Not all naturopathic physicians oppose vaccines. Matt Brignall, a naturopathic doctor and clinical instructor at Bastyr, said he teaches the conventional, CDC-approved vaccination schedule in his courses. He would like to see a tightening of vaccine exemption rules, does not advocate alternate schedules, and opposes Trump’s purported choice of Kennedy to study vaccines. “Note that this type of fake inquiry is likely to increase the public perception of risk, leading in turn to further drops in vaccine coverage rates,” he told me via email.

And yet, it’s not just naturopathic doctors who doubt vaccines. Earlier this month, Daniel Neides, a medical doctor and director of the Wellness Institute of the Cleveland Clinic, wrote a column for the news site Cleveland.com that questioned the safety of vaccines, saying they come “at the expense of neurologic diseases like autism and ADHD.” After a PR firestorm, the Cleveland Clinic disavowed the column and said it would stop selling homeopathic treatments in its gift shops. (Neides declined to comment further.)

Jay Gordon, a board-certified pediatrician in Santa Monica, California, estimates that about 90 percent of his patients are not on a typical vaccine schedule. “I get vaccines,” he said, “but I don’t believe that the vaccine schedule that we have now is the best way of doing it.”

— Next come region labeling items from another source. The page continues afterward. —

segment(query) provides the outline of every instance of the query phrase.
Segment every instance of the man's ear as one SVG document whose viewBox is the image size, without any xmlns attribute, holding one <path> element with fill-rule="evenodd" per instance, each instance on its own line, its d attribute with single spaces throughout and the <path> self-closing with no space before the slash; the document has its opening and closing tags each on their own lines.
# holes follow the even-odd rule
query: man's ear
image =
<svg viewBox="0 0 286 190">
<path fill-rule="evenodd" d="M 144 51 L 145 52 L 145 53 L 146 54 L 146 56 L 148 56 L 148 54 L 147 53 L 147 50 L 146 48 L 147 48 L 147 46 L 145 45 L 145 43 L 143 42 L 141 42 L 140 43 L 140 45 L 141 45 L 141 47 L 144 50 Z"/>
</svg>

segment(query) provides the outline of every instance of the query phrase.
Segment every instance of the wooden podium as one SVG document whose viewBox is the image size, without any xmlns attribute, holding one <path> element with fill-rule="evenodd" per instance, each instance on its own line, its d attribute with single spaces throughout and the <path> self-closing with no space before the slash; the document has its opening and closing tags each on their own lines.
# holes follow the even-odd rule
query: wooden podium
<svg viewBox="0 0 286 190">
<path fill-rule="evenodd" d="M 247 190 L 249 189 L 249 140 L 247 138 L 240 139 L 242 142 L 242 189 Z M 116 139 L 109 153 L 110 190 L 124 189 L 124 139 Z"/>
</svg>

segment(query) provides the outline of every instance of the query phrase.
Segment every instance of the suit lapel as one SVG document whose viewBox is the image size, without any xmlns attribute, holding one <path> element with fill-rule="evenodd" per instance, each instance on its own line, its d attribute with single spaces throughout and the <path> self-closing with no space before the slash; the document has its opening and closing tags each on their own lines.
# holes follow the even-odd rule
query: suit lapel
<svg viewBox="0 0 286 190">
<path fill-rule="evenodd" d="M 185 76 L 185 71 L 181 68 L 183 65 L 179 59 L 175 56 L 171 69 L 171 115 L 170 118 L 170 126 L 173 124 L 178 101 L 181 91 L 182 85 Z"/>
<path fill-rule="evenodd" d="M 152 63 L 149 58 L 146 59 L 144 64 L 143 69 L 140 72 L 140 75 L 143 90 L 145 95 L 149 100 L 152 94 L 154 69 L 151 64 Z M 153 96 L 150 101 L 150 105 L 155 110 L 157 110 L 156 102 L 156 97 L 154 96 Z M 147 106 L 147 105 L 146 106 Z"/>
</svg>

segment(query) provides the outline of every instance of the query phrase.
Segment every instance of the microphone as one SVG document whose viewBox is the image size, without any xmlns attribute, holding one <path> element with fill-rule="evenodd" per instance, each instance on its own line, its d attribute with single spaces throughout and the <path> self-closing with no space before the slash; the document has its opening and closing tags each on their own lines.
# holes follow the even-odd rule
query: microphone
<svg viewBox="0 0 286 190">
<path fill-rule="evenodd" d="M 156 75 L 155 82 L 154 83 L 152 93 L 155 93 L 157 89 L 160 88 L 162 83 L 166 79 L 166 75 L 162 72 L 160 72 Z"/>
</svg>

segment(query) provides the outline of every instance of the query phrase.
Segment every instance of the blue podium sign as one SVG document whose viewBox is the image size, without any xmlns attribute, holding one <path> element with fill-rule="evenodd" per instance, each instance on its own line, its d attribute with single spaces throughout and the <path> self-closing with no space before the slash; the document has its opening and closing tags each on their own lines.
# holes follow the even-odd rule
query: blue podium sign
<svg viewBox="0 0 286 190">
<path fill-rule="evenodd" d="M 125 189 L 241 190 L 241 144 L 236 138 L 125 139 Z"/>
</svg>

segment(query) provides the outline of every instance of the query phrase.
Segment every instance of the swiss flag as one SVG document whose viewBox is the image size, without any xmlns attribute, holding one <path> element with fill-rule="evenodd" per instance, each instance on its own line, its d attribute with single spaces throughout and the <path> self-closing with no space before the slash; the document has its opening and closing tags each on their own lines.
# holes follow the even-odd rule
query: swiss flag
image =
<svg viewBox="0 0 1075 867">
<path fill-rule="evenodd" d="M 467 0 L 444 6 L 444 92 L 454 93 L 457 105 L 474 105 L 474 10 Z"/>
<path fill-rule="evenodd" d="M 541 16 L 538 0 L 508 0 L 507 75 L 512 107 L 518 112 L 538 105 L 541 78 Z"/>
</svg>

He said that he would, after a discussion, support a patient who didn’t want to vaccinate at all, though he realizes the patient would be contributing to the erosion of herd immunity. “One reason the risk [of infectious disease] is small is because of vaccines, and I don’t want things to change overnight,” he said. “I don’t want to abandon all vaccines, and I don’t like the anti-vaccine agenda.”

“It gives me the luxury of being disliked by both ends of the spectrum,” he added.

* * *

The Kennedy news sparked worries among some doctors that Trump will wrench responsibility for vaccines away from the CDC and hand the reigns to a pseudo-scientific panel, or that he will dismantle programs that protect vaccine makers from frivolous lawsuits.

In the meantime, he risks shaking the public’s trust in a vaccination schedule that has saved millions of lives and allowed Americans to live 30 years longer. As the recent wave of anti-vaccine alarm has shown, confidence in vaccines works similarly to herd immunity. It takes a universal acceptance of fact, and a rejection of conspiracy theories, to get every parent’s buy-in.

Last week, Kennedy told reporters, “Everybody ought to be able to be assured that the vaccines that we have ... [are] as safe as they possibly can be."

But doctors say even the hint that patients need such “assurance” is toxic. After all, people question vaccines because authority figures raise questions about them. Patients don't question whether it's the right choice to eat apples, because doctors and politicians have never suggested that the jury is still out on fruit.

As Daniel Summers, a pediatrician in New England, wrote in the Washington Post recently, “The mere creation of the commission, meant to investigate a question that has already been asked and answered many times over, is ominous.”